O governo brasileiro não assistiria passivamente à sua possível exclusão do Sistema Geral de Preferências (SGP) dos Estados Unidos. A reação imediata seria a abertura de uma controvérsia na Organização Mundial do Comércio (OMC). Com essa ressalva, fontes do Itamaraty responderam ontem à "alucinada" ameaça do presidente do Comitê de Finanças do Senado americano, Chuck Grassley, de exclusão do Brasil e da Índia desse mecanismo, como represália por terem sido "grandes obstáculos" nas negociações da Rodada Doha da OMC.

Para o Ministério das Relações Exteriores, a declaração de Grassley não contaminará o encontro agendado entre a representante de Comércio dos Estados Unidos, Susan Schwab, e o ministro das Relações Exteriores, Celso Amorim, amanhã no Rio de Janeiro.
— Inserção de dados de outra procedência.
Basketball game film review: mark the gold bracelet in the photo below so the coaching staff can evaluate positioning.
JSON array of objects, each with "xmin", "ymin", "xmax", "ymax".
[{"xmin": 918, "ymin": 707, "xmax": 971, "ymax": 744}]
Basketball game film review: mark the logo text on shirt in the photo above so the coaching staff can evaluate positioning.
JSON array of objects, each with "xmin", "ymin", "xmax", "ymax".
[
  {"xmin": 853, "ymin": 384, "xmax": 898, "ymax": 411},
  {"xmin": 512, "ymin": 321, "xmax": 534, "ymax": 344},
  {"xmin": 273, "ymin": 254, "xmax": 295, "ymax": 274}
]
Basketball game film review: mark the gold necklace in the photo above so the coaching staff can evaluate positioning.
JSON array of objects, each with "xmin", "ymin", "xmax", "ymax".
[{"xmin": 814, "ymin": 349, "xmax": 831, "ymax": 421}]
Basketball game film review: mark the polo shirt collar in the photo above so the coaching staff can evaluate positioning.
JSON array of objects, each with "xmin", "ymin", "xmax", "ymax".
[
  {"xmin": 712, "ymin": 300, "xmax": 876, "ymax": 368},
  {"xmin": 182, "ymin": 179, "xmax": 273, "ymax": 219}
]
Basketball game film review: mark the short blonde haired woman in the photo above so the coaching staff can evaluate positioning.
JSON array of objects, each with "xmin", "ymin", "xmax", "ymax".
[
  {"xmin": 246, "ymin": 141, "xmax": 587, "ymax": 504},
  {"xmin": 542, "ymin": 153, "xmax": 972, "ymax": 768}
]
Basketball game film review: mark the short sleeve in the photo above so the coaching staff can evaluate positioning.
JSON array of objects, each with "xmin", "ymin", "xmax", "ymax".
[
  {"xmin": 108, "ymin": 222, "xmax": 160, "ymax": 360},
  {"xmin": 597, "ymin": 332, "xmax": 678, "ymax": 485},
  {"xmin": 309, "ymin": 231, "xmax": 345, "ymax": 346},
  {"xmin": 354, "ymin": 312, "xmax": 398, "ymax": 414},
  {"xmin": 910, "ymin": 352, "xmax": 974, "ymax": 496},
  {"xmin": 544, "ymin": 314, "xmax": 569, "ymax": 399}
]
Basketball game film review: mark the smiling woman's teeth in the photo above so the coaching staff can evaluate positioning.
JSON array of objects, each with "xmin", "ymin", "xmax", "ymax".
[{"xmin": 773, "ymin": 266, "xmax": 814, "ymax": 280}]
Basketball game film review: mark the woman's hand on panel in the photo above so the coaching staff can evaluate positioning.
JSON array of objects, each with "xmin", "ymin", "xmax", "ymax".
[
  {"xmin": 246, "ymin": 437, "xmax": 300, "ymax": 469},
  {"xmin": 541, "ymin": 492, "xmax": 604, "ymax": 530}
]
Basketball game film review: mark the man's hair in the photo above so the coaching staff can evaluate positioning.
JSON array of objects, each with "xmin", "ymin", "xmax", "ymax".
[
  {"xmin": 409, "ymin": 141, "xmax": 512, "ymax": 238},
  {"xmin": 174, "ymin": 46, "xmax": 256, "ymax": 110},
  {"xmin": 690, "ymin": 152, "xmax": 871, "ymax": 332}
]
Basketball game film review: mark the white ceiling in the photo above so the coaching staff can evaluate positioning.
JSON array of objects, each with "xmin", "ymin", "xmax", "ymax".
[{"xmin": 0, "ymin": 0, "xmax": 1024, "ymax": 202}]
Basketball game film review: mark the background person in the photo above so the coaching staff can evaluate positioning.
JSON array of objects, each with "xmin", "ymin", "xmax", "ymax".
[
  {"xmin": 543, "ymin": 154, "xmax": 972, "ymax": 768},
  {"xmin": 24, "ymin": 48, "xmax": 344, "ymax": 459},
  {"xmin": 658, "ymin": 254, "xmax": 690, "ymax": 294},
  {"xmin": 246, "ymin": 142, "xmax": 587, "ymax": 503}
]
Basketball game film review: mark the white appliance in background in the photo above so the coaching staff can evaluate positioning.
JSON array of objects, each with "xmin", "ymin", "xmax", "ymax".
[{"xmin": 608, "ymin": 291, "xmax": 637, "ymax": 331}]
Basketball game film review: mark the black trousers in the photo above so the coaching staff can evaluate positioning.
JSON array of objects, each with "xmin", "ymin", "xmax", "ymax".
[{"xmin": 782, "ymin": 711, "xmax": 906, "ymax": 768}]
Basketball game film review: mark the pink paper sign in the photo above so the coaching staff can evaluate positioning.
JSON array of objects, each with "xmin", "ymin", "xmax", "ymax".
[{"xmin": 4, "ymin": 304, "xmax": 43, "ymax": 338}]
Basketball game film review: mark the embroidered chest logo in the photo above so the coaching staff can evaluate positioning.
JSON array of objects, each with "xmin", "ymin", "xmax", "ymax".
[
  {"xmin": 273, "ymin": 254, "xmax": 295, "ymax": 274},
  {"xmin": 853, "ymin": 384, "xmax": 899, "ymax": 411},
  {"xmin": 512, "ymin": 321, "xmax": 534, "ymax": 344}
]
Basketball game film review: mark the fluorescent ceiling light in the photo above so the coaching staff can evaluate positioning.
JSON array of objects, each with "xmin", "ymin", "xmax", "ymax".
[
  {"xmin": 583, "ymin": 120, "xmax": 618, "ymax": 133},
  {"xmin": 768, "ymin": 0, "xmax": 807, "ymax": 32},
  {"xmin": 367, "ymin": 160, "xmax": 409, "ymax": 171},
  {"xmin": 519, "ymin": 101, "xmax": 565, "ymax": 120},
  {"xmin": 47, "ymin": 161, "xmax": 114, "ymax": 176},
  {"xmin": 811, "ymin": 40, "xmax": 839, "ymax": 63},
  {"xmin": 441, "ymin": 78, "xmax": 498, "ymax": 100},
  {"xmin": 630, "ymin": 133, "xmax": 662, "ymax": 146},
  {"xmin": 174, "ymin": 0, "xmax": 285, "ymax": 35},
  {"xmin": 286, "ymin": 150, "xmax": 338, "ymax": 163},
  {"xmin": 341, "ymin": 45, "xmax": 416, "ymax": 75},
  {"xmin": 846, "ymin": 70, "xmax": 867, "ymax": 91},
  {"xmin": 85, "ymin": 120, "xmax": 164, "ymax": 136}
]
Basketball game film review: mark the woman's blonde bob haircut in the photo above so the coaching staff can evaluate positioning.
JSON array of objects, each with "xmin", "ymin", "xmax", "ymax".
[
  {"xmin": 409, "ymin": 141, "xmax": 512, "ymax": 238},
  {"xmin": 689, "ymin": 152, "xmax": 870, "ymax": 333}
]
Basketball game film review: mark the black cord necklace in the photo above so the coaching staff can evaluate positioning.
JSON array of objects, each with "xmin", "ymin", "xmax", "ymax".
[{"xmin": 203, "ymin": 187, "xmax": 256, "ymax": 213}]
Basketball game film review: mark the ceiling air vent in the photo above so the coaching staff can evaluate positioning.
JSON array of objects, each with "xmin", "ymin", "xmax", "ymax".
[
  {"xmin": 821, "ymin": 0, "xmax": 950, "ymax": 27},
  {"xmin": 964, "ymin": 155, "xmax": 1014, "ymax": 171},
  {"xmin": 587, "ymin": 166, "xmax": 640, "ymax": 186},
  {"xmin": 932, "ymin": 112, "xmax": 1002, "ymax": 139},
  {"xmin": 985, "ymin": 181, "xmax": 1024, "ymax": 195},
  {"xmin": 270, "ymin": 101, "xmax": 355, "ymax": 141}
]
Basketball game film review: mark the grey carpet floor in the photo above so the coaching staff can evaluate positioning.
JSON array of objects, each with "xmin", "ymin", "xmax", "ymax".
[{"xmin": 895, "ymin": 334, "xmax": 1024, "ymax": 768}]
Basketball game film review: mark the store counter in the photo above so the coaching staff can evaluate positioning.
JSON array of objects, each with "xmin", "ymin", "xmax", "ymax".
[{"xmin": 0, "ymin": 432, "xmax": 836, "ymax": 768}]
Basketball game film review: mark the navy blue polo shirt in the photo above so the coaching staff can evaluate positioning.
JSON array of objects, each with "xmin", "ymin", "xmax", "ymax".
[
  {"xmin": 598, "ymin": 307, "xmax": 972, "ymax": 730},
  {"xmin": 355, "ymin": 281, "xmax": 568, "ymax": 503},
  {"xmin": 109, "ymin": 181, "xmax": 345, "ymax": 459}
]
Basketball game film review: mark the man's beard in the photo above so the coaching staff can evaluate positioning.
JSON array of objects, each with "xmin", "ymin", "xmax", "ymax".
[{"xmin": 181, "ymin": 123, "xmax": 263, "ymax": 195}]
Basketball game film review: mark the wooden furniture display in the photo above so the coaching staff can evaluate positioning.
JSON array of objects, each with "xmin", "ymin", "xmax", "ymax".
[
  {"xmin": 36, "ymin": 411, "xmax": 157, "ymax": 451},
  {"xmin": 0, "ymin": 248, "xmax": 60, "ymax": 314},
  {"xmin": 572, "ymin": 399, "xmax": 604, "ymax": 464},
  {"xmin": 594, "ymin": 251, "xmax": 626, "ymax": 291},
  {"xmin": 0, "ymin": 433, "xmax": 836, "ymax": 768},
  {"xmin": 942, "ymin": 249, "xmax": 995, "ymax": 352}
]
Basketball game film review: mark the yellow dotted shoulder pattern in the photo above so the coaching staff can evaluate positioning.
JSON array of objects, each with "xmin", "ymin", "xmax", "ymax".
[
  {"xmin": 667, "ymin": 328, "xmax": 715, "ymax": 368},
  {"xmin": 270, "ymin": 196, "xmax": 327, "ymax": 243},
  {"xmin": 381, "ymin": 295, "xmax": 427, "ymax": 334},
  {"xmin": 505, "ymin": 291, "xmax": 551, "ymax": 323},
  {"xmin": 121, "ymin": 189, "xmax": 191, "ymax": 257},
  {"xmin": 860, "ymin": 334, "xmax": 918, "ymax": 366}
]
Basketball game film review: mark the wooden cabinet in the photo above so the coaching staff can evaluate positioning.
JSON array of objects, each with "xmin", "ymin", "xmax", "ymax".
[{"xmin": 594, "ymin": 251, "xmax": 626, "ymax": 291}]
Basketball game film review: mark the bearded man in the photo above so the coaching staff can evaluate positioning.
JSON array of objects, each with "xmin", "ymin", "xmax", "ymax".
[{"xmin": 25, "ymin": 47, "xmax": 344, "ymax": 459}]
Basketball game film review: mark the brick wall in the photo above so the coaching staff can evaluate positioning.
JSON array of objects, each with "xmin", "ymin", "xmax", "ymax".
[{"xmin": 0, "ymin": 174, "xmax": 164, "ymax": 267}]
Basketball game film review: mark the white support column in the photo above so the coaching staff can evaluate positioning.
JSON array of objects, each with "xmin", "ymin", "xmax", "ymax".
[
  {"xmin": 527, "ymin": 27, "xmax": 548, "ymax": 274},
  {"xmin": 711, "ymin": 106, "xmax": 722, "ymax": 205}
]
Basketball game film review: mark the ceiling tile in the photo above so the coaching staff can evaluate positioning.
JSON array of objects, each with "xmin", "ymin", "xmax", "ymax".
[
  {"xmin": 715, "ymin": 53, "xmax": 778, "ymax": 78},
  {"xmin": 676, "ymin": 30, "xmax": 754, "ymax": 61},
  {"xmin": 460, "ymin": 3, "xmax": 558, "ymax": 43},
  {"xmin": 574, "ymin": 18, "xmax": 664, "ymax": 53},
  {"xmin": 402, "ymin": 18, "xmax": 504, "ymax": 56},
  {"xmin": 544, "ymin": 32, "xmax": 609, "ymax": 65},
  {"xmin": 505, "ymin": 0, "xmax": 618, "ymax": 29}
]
Em princípio, não seria um tema a ser tratado entre ambos.

"Dizer que Brasil e Índia não se empenharam nas negociações da OMC só pode partir de uma percepção equivocada", resumiu um diplomata. "Se assim fosse, por que a embaixadora Schwab viria ao Brasil no sábado para discutir a rodada com o chanceler brasileiro?"

No Itamaraty, a ameaça do senador foi avaliada como sinal de aquecimento das eleições legislativas nos Estados Unidos, marcadas para novembro deste ano. Revides comerciais e posições mais protecionistas são dois clássicos do discurso político orientado a agradar ao eleitor médio americano, sobretudo nos Estados mais dependentes da atividade agrícola.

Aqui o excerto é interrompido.